Die Strecke AB ist 30° "lang", also beträgt die Distanz AB = d = 1800 sm. Da das Schiff auf einer Kursgleichen von A nach B gesegelt ist, ist es nicht den kürzesten Weg gesegelt, denn den hätte es nur auf einem Großkreis zurückgelegt. (Dafür hätte der Steuermann dann aber auch dauernd einen neuen Kurs anlegen müssen! Auf der Kursgleichen hatte er das nicht nötig: Ein bißchen Umweg war ihm das schon wert.)
 

    Zum Beweis, daß Gerhard Mercators Anweisungen korrekt sind, solltest Du Dir überlegen, daß die beiden Dreiecke, das "vergrößerte" und das "wahre", ähnliche Dreiecke sind. Wenn Du dann die richtige Verhältnisgleichung aufstellst, erkennst Du leicht, daß beide Strecken (AB und OE) im gemeinsamen Gradmaß "gemessen" werden!
     
  • Mit dem Programm Entfernung kannst Du Dir die Entfernungszusammenhänge auf einer simulierten Mercator-Weltkarte vor Augen führen. Probiere unterschiedliche Situationen aus, um den möglichen Unterschied zwischen orthodromer und loxodromer Entfernung zweier Orte auf der Kugel rechnerisch zu erkennen.
Um die geographischen Koordinaten eines Zielortes 

herauszufinden, benutzen wir wiederum das Mercator-Verfahren, aus einem "vergrößerten Kursdreieck" ein (ähnliches) „wahres Kursdreieck" abzuleiten: 

Schau' Dir die letztstehende Figur an und verfolge unabhängig von der folgenden Beschreibung die Ziffern [n=1-9] ff. 
Mach' Dir jeweils sebst einen Reim auf das Geschehen - bevor Du weiterliest!
Wir setzen den Standort auf dem Nullmeridian (40°N) und den Kurs k = 33° am Nullmeridian ab. Die Distanz d = 1800 sm rechnen wir in Äquatorgrad um: 1800 sm entsprechen 1800' = 30°. Wir setzen den Kurs am Äquator in O an den Nullmeridian ab und tragen auf dem freien Schenkel mit dem Zirkel die Äquatorlänge von 30° ab: D. Fällen wir von D aus das Lot auf den Äquator,so erhalten wir in C die zu Kurs und (wahrer) Distanz zugehörige "wahre" Breitendifferenz b von (etwa) 25°10'. 
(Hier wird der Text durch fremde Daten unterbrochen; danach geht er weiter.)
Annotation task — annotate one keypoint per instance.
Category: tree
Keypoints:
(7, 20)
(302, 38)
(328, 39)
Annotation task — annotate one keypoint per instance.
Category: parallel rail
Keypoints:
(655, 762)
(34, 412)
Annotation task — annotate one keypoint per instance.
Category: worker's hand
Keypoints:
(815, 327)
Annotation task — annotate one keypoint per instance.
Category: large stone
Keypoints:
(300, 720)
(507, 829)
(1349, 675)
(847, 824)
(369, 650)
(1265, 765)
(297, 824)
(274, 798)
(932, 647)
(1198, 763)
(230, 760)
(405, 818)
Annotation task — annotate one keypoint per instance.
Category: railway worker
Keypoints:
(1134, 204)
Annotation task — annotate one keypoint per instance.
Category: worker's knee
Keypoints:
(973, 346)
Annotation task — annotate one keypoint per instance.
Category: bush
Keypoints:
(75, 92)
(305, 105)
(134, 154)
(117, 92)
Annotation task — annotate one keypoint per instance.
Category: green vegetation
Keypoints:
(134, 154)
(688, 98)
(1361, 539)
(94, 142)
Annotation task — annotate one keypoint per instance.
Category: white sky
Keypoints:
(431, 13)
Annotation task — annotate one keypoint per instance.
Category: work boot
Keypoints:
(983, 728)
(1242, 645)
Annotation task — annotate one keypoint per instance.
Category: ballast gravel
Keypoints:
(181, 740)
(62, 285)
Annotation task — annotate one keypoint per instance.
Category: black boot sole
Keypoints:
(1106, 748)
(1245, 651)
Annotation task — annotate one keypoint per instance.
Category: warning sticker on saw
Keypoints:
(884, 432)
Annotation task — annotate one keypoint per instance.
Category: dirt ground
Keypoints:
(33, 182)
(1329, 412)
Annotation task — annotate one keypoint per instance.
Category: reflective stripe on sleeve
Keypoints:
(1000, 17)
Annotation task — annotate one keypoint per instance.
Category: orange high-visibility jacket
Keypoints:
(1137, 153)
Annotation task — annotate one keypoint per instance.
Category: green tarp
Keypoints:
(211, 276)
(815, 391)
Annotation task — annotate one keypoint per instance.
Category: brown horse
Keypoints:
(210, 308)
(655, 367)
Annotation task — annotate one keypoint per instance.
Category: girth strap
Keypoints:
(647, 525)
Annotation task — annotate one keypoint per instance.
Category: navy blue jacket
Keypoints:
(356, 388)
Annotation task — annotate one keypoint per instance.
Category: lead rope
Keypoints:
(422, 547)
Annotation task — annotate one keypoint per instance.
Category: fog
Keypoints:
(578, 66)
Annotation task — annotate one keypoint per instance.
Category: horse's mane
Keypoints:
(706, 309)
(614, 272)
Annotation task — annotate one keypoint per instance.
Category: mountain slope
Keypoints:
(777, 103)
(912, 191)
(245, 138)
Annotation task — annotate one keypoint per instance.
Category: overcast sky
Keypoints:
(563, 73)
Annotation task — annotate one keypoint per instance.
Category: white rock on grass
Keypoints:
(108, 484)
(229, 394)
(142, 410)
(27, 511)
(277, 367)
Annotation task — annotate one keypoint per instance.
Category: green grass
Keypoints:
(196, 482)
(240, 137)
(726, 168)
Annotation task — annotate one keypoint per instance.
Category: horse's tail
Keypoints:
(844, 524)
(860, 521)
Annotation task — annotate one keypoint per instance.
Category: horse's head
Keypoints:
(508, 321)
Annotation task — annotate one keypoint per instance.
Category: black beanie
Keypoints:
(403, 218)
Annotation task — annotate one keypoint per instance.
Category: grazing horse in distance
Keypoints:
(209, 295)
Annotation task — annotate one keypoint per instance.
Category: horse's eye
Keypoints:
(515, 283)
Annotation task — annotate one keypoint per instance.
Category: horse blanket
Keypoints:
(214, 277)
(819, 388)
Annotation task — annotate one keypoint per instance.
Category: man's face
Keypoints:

Tragen wir diese auf dem Nullmeridian von A aus ab: F, so liefert der Schnittpunkt der Breite durch F mit der Kursgraden B. Das Lot auf den Äquator - auf dem oberen Rand -  liefert die gesegelte Längendifferenz von (etwa) 27°55'. 

B hat also die Koordinaten (l + 27°55' | 65° 10') - l ist die wahre Länge von A.